Ford's Innovative Prison-mobiles : News
It’s not every day that a car company introduces a vehicle by touting how unhappy the occupants will be. Well, Ford’s press release for its new Transit Prisoner Transport Vehicle (Transit PTV) does just that, proclaiming: “[The] Only People Not Thrilled About Riding in All-New Ford Transit?
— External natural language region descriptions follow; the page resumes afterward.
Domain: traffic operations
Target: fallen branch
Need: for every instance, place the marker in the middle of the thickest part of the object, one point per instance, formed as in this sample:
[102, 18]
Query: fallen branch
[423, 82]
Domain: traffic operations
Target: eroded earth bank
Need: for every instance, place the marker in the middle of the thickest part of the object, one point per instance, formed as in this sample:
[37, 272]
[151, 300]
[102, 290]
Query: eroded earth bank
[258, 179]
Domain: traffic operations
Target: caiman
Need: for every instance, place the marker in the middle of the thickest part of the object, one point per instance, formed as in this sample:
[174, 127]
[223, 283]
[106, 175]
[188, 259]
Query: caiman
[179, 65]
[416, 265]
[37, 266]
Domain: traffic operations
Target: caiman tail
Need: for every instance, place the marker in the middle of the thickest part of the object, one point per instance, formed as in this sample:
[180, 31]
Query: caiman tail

Prisoners.” We have to imagine prisoners have a lot of other sources of dismay besides riding in a special Transit van, but points to Ford for its corrections officer–esque sense of whimsy.
As you’ve probably surmised, the Transit PTV essentially is a modern-day paddy wagon developed with input from Ford’s Police Advisory Board—a group of law-enforcement officials from across North America—and Havis Prisoner Transport Solutions. (Fun fact: Havis also provides less restrictive furniture and organizational solutions to businesses focused on the freer citizenry.) The PTV is based on a long-wheelbase, medium-roof version of the new Transit, and it can carry up to 12 prisoners in three separate compartments.
One photo shows bench seating for six in the rearmost compartment, complete with a wall-mounted strap for cuffed hooligans to grasp so they don’t fly around the back like salt in a shaker when crossing railroad tracks or trundling down pockmarked back alleys. It all looks appropriately uncomfortable, and the two ultratight side compartments accessible through the Transit’s sliding rear doors look fit for Hannibal Lecter (each cell can seat two, so give the ol’ people-eater’s invite a plus one). It doesn’t appear as though any human face muzzles or straitjackets are provided, but we’re sure police and corrections departments can source their own if need be.